Втроём мы сели за стол, и Завалишин стал спрашивать Роста. Он, конечно, мигом вцепился в сараевское детство и ловко выскреб из Роста разные живописные подробности. Тот рассказывал, не скупясь, и газетчик наконец сказал: «А знаете, я вам очень, конечно, завидую. Предложили быть мне сжечь всю подсоветскую жизнь и прожить, трудясь где-нибудь на заводе или подметая улицы в свободной стране, – согласился бы не думая!» Рост покивал, но больше откровенничать не стал.

«Что ж, – сказал Завалишин, – а Вера… как ваше отчество? Степановна?.. Как вы её увидели, какой вам показалась девушка, выросшая в большевистской клетке?» Рост смутился и начал рассуждать издалека, приравнивая имя Вера к православной вере и так далее. Закончил тем, что ему показалось чудом, что в душе у студентки, родившейся после революции, выжила тяга к чудесному.

Мне надоело ждать, когда газетчик спросит меня хоть о чём-нибудь, – да и было противно, уже ничего не хотелось. Я встала и сказала: «Мне нужно в управление». «Подождите, – вскочил Завалишин, – я хотел спросить об идеале семьи! Немцы любят читать о перенятых традициях. Муж – глава семьи, жена – его уважаемый помощник. Как вам нравится такое после большевистского приравнивания женщины к орудию труда?»

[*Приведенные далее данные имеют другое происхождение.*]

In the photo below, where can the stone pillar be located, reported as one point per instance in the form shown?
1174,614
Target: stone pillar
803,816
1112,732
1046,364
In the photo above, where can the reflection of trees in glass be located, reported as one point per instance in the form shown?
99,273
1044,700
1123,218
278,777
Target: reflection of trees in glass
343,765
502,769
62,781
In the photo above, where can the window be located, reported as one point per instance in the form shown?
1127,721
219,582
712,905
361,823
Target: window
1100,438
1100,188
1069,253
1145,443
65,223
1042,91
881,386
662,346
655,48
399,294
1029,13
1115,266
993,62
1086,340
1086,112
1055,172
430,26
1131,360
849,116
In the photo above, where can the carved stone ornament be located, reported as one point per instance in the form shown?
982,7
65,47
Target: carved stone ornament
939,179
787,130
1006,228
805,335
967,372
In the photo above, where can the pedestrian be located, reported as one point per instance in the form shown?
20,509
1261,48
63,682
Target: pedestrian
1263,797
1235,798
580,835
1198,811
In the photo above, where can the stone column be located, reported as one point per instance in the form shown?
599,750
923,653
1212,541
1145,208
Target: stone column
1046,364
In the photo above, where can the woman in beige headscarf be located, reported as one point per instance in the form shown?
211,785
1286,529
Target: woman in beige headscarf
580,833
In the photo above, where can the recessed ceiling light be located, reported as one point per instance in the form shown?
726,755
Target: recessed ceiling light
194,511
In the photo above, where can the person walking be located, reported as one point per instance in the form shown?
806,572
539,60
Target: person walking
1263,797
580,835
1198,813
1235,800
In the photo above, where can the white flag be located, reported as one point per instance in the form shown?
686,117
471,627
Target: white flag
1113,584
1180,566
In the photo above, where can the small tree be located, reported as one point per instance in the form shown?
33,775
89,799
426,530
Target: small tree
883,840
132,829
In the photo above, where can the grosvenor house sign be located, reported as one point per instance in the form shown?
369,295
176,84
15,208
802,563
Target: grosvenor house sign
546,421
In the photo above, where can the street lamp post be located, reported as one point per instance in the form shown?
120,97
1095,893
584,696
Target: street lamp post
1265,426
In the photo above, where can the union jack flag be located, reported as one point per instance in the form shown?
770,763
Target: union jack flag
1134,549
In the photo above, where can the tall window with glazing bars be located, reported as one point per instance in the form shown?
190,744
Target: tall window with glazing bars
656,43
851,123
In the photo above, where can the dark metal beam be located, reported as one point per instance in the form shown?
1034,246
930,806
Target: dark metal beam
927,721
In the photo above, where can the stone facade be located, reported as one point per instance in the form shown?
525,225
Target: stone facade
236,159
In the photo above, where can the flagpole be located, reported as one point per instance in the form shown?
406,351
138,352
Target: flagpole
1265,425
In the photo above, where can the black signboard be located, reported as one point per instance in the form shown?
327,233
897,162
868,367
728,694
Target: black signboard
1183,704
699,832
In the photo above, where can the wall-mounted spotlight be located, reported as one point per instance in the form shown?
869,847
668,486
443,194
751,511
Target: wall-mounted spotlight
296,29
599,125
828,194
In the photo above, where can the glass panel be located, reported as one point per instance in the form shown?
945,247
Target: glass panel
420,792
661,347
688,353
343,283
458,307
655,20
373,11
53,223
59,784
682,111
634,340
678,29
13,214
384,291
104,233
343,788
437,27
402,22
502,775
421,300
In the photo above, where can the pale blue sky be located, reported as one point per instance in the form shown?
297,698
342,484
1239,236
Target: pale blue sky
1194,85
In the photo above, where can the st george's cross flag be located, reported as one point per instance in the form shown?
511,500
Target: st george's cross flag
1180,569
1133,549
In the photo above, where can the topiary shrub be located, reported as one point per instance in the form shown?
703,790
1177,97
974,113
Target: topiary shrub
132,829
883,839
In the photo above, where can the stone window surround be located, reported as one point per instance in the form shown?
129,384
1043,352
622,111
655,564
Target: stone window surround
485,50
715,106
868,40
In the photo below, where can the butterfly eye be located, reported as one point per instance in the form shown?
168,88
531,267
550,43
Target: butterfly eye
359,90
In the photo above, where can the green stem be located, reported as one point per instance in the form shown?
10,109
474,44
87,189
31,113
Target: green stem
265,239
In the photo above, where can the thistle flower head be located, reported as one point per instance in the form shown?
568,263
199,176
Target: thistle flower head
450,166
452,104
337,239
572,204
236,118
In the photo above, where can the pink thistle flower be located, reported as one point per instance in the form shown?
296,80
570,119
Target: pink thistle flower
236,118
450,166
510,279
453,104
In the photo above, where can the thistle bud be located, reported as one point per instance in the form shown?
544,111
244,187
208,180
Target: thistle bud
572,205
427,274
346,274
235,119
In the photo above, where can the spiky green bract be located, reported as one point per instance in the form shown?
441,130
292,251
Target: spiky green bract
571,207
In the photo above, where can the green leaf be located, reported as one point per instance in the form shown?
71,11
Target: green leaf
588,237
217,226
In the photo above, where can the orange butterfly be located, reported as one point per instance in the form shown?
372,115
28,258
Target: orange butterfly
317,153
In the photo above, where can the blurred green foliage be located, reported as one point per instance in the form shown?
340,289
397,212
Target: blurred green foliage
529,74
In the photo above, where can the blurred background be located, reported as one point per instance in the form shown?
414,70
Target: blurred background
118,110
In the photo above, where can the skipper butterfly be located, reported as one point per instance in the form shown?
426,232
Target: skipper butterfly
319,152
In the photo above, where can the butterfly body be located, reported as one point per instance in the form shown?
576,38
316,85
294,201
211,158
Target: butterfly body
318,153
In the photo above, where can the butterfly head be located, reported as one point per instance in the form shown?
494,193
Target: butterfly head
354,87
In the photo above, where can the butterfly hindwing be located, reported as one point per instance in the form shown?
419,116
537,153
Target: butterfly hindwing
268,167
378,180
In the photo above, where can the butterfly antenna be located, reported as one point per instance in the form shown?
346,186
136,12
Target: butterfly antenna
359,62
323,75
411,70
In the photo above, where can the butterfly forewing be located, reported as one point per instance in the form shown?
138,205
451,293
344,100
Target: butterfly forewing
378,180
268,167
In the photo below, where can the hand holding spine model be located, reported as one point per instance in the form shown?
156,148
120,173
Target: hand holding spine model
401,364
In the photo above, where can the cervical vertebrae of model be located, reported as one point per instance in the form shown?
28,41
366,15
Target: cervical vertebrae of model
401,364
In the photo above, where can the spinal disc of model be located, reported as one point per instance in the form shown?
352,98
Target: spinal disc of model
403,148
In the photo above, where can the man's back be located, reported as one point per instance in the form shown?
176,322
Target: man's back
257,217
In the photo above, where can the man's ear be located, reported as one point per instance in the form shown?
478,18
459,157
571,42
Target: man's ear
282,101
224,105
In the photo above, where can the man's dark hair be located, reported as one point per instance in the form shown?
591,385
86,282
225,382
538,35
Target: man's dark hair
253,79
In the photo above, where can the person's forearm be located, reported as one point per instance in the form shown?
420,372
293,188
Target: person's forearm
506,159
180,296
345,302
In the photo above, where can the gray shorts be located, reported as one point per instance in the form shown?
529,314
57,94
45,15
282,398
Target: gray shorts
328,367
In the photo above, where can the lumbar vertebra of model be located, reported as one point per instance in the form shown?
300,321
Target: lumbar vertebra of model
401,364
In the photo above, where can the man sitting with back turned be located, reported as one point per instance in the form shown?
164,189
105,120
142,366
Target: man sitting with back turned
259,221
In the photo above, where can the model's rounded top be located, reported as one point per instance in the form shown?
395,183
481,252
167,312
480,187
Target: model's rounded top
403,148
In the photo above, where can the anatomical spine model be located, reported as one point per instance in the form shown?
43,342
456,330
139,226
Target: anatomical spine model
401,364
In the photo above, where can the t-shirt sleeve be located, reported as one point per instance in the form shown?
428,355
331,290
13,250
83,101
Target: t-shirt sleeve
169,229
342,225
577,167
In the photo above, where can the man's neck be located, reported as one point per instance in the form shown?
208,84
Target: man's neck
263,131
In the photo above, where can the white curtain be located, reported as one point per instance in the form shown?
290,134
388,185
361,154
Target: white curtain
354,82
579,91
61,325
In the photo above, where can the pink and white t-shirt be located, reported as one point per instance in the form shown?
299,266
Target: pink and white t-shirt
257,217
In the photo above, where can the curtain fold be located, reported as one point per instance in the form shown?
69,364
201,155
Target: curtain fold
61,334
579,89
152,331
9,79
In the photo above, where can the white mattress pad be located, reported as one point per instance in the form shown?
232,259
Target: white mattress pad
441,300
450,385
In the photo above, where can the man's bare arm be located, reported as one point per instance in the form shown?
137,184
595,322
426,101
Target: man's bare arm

Тут вмешался Рост. «Знаете, – сказал он, – нам важны именно русские традиции. Они могут, конечно, совпадать с немецкими, но мы давно дошли до взаимного почитания и уважения к традиции, когда мужчина строит, созидает, обеспечивает кров и достаток, а женщина наделяет всё это гармонией, создаёт эдакий купол дома, под которым всем хорошо и покойно».

Я заговорила об учебниках, о том, как важно рассказывать детям о русской истории иначе, показывая её связь с европейской, но Завалишин, поглядев на часы, свернул разговор и откланялся. Фотограф воскликнул: «Наконец-то! Вы усаживайтесь сюда, а вы вставайте справа. Пожалуйста, руку на плечо мужа». Я положила, но после нескольких кадров сняла и отодвинулась. «Прекрасно! Теперь наливайте чай в чашку». Стараясь улыбаться, я выполнила указание. Рост привлёк меня за талию, и затвор клацнул ещё несколько раз.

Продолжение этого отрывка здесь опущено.